# 9.3.9 APASS DR9

Reference paper:
Henden et al. 2016

Documentation:
https://www.aavso.org/apass

The AAVSO Photometric All Sky Survey (APASS) project is designed to bridge the gap between the shallow Tycho-2 two-bandpass photometric catalogue that is complete to $V=11$ and the deeper, but less spatially-complete catalogues like SDSS or Pan-STARRS. It can be used for calibration of a specific field; for obtaining spectral information about single sources, determining reddening in a small area of the sky; or even obtaining current-epoch astrometry for rapidly moving objects.

The survey is being performed from two locations: near Weed, New Mexico in the Northern Hemisphere; and at CTIO in the Southern Hemisphere. Each site consists of dual bore-sighted 20cm telescopes on a single mount, designed to obtain two bandpasses of information simultaneously. Each telescope covers $2.9\times 2.9$ square degrees of sky with 2.57 ${}^{\prime\prime}$/pixels, with the main survey taken with $B$, $V$, $g’$, $r’$, $i’$ filters and covering the magnitude range $10. A bright extension is under way, saturating at $V=7$ and extending the wavelength coverage from $u’$ to $Y$. The faint completeness limit is $V=16$. The APASS Data Release 9 contains approximately 62 million stars, about 99% of the sky. There are some issues in the catalogue which should be taken into account when cross-matching it:

• APASS team is not providing star IDs until the final product and suggest to identify stars by their RA and DEC.

• There are a number of duplicate entries. These appear to be caused by the merging process, where poor astrometry in one field may cause two seed centroids to form for a single object.

• There are a number of entries with 0.000 errors.

• Centroiding in crowded fields is very poor, blends cause photometric errors as well as astrometric ones.

• There are saturated stars in the catalogue and the APASS team suggests not to use sources brighter than $V=7$.

## Catalogue cleaning and Join table

The results of a search of the nearest neighbour (neglecting additional neighbours except for the nearest) around each APASS DR9 object are shown in Marrese et al. (2019, Appendix A). The distribution of nearest neighbours (i.e. the source separation distribution) shows the presence of nearest neighbours much closer than the catalogue angular resolution. They are most probably either multiples (objects with exactly the same astrometry) or suspected duplicates (objects much closer than the catalogue angular resolution).
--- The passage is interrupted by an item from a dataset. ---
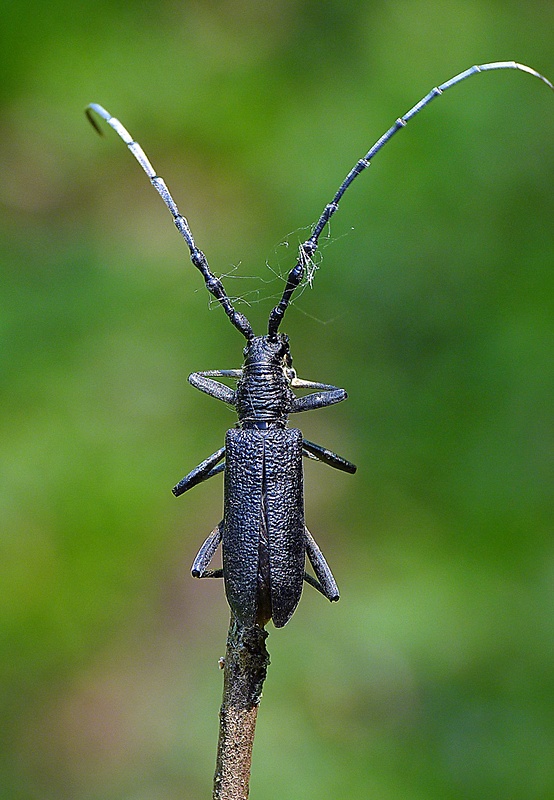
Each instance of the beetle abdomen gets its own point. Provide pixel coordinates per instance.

It was thus decided not to consider multiple/duplicates when calculating the cross-match. A convenience table is available that can be used to join APASS DR9 catalogue with the cross-match results. The table links the external catalogue original sourceId ( original_ext_source_id) to the corresponding additional numerical identifier ( clean_apassdr9_oid). Both original_ext_source_id and clean_apassdr9_oid are present in the cross-match output tables ( apassdr9_best_neighbour and apassdr9_neighbourhood). However, in case there are suspected duplicates in the external catalogue, different original_ext_source_id will correspond to the same clean_apassdr9_oid. In the cross-match output table only the original_ext_source_id of the source with the best astrometry among the suspected duplicates is listed.

In practice, users may use the original_ext_source_id in the original catalogue to find the matching source with the best astrometry. Users interested to find all matching suspected duplicates should instead use the clean_apassdr9_oid in the join with the cross-match result tables.

## Cross-match algorithm

According to the definition used in this work, APASS DR9 is a dense survey, in the cross-match algorithm Gaia is the leading catalogue, this means that Gaia objects matches are searched for in APASS DR9. For this catalogue special treatment was done for a) the sources which are resolved in Gaia, and b) small issues in Gaia astrometry, especially for bright stars.